In the last few decades there have been several massive programmes aimed at imaging the lithospheric structure beneath continents, often linked with a re-assessment of the various tectonic provinces thought to be present. One of the first was a joint Indian-Soviet project managed by the National Geophysical research Institute in Hyderabad to investigate the crust of South India in the 1970s, which still graces my office wall as a memento of my own contribution to unravelling the underpinnings of this ravishing area. This was followed-up by one from the Himalaya southwards, and others have focused on Britain, the Baltic Shield and the USA by the Consortium for Continental Reflection Profiling (COCORP); the last revealing in detail large-scale, low-angle thrust faulting in the Appalachians and crustal-scale detachment faults in the eastern Basin and Range. These experiments must have been great fun, as they involved detonating large amounts of high explosive to produce sufficient energy to get returns from 100 r more km below, with all the planning needed to avoid fear and loathing among the populace, let alone frightening the horses. Nowadays, most seismic profiling onshore is done using Vibroseis, best imagined as large trucks jacked up on pads on which they bounce up and down, in manner of an LA ‘lowrider’. By comparison, marine surveys are far easier, although marine mammals have seemingly had major setbacks as a result of endless closely spaced seismic lines needed for 3-D subsurface analysis. Onshore, you only get one chance and need to pick your route with great care. Now a Canadian consortium has gone one better by using state-of-the-art seismic refraction and reflection techniques (Hammer, P.T.C. et al. 2011. The big picture: A lithospheric cross section of the North American continent. GSA Today, v. 21 (June 2011 issue), p. 4-9). Uniquely, the Canadian Lithoprobe project coordinated a full spectrum of geological, geochemical, and geophysical research, covering 20 years of deep-crustal research by hundreds of contributors.
A large-format profile in a supplement to the paper shows the deep relationships in the Mesozoic Cordilleran Orogen in the west, through the plexus of Precambrian Provinces of the Canadian Shield to the Palaeozoic Orogen in the east: a tract some 6000 km from west to east.

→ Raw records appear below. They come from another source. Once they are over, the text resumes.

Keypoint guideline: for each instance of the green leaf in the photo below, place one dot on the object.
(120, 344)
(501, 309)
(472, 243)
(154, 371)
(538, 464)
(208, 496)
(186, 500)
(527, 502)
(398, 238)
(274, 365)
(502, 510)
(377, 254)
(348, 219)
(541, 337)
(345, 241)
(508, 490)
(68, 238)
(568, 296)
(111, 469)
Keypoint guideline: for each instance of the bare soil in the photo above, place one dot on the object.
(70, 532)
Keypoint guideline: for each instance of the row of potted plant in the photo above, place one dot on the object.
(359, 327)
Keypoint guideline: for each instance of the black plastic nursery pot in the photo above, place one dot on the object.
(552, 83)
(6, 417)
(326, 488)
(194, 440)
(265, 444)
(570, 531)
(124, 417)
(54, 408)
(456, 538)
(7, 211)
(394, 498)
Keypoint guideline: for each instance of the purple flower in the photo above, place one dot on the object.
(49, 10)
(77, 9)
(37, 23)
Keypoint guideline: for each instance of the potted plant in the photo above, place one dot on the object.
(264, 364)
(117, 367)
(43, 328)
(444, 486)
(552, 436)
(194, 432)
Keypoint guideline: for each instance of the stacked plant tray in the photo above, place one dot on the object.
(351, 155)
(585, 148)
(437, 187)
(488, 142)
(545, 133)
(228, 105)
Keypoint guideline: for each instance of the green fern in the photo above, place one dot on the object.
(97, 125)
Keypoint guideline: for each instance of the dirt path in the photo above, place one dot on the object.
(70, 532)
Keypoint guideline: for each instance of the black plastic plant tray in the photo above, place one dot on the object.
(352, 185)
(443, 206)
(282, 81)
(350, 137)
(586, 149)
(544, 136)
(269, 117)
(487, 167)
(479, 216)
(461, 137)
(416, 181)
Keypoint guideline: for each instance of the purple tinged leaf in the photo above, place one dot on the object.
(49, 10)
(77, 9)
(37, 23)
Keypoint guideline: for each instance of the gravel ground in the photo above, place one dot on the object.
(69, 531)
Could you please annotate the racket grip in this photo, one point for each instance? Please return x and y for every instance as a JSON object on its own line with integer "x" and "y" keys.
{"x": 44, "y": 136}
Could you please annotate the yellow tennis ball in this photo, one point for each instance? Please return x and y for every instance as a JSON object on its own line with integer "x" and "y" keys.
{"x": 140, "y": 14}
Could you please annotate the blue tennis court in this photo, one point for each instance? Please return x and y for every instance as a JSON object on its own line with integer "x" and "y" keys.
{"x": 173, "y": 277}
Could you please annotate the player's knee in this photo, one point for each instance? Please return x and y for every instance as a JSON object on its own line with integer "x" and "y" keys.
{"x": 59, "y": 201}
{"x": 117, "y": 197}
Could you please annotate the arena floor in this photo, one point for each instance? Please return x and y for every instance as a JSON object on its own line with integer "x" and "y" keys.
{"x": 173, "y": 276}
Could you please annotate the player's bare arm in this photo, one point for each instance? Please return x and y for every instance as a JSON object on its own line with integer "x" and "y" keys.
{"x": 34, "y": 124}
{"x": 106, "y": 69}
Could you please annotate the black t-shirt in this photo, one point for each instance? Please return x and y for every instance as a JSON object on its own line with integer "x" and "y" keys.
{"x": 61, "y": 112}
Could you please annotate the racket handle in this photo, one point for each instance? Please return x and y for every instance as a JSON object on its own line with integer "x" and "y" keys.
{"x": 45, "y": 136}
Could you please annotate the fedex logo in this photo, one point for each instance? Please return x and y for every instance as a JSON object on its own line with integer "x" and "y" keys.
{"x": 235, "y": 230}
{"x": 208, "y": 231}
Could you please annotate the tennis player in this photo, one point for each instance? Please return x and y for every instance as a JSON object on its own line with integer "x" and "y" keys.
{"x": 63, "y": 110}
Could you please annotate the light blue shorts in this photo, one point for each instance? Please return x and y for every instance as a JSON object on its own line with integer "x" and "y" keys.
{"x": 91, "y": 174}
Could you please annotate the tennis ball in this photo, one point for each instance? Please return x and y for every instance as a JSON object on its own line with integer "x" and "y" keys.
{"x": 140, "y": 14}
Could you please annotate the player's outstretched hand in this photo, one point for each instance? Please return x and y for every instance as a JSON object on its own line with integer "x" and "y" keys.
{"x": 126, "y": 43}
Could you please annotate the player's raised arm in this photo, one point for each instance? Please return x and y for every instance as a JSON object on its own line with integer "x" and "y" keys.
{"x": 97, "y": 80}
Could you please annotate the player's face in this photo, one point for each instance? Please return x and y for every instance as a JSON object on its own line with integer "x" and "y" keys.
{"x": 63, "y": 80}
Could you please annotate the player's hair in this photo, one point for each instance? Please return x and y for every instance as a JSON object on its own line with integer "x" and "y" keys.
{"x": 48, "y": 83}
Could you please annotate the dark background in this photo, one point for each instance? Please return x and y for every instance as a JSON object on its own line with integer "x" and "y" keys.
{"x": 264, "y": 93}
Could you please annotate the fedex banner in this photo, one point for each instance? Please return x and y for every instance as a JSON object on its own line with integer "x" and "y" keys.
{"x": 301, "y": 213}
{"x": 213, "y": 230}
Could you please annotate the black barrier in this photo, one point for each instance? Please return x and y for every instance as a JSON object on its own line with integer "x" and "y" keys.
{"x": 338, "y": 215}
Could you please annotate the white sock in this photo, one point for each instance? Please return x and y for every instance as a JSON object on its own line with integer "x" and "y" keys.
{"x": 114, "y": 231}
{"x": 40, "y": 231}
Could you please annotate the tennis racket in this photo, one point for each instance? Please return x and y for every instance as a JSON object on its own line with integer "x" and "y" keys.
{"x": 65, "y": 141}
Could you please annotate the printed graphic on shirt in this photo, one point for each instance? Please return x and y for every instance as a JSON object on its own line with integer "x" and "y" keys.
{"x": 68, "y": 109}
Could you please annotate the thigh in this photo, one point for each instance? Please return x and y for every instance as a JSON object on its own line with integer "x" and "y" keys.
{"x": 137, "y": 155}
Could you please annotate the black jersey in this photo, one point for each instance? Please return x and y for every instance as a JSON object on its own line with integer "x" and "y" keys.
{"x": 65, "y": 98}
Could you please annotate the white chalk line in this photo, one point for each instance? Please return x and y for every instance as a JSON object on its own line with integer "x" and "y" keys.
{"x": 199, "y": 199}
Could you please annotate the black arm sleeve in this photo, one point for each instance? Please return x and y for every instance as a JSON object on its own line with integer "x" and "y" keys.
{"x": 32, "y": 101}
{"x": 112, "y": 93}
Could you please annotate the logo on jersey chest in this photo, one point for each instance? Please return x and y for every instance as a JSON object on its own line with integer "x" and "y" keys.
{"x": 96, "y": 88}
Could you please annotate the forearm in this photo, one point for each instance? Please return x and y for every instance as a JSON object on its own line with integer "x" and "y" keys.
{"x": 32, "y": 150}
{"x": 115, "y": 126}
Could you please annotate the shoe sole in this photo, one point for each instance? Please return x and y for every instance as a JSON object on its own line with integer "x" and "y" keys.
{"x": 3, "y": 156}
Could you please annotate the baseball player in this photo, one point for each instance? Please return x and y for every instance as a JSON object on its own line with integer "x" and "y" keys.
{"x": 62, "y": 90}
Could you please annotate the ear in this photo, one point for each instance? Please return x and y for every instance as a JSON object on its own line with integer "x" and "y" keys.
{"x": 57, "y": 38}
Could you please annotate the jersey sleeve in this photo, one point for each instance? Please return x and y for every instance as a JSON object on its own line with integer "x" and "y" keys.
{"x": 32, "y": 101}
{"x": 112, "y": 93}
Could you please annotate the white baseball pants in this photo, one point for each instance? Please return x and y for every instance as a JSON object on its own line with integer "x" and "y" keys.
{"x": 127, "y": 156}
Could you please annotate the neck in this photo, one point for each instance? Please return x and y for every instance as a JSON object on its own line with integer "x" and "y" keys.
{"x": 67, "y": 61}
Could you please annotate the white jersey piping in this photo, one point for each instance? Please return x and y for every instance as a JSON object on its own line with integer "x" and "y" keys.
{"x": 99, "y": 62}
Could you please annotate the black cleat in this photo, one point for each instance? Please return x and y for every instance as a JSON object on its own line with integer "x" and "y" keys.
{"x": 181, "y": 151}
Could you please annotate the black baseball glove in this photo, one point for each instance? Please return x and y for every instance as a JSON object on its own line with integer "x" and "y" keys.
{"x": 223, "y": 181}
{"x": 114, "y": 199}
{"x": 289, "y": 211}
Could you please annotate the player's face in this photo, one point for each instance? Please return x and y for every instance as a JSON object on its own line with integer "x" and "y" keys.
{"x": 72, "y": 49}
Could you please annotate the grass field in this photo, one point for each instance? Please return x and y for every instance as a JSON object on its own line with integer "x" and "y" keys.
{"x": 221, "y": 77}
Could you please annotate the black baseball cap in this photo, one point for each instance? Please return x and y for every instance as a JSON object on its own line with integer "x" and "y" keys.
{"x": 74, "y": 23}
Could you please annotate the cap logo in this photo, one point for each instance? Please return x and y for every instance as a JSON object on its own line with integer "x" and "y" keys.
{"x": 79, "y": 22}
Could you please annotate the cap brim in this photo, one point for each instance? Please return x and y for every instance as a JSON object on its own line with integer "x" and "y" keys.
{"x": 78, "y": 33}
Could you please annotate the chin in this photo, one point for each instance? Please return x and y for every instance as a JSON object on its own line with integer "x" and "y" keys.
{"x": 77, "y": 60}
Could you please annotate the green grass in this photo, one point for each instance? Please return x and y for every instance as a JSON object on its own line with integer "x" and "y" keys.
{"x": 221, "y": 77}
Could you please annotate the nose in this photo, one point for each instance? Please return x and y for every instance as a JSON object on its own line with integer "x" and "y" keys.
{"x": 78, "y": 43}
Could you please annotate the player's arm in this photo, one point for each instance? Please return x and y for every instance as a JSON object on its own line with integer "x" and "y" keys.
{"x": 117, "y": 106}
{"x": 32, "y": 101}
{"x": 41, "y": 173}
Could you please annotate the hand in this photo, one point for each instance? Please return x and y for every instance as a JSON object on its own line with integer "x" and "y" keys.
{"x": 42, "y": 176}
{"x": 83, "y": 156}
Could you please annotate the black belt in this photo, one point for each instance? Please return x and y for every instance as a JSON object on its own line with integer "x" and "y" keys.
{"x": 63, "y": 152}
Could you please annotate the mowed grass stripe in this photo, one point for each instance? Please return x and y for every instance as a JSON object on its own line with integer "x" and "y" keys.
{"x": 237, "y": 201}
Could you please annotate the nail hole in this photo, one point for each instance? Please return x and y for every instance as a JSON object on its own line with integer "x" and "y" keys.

The general picture is repeated stacking of orogens, with a remarkable repetition of very similar gross tectonic styles. Clearly, large-scale compressional processes have remained largely unchanged since the middle of the Archaean, and several upper parts of long-dead subduction zones and accretionary duplexes spring from the profile. The surface picture of much of the crust crossed by the stitched-together traverses gives the impression of both complex tectonics and many plutons of different ages, yet on the grand scale of the crust and lithosphere it is the tectonics that dominates: the passage of voluminous melts towards the surface has left the plethora of gently dipping deep shear zones and faults largely unmodified. Indeed, the seismic data reveal astonishingly well-preserved subducted or delaminated crust associated with collisions that occurred 2-3 billion years ago. Despite repeated accretionary tectonics spanning 3 Ga, and the Phanerozoic erosion of the Shield to reveal its innermost and deepest secrets, the crust-mantle boundary, the Moho, is astonishingly flat, ranging from 33-43 km deep. Nor is there much sign of ‘roots’ beneath orogens in the underlying lithospheric mantle; a long standing concept that appears not to be generally supportable over this stretch of the North American continent. The synthesis raises questions as to whether the Moho has always been that shallow or whether it can, in some situations, be a dynamic ‘boundary’. For that to be the case requires that the geologic crust-mantle boundary may not always correspond to the seismic discontinuity with which the Moho has previously been correlated.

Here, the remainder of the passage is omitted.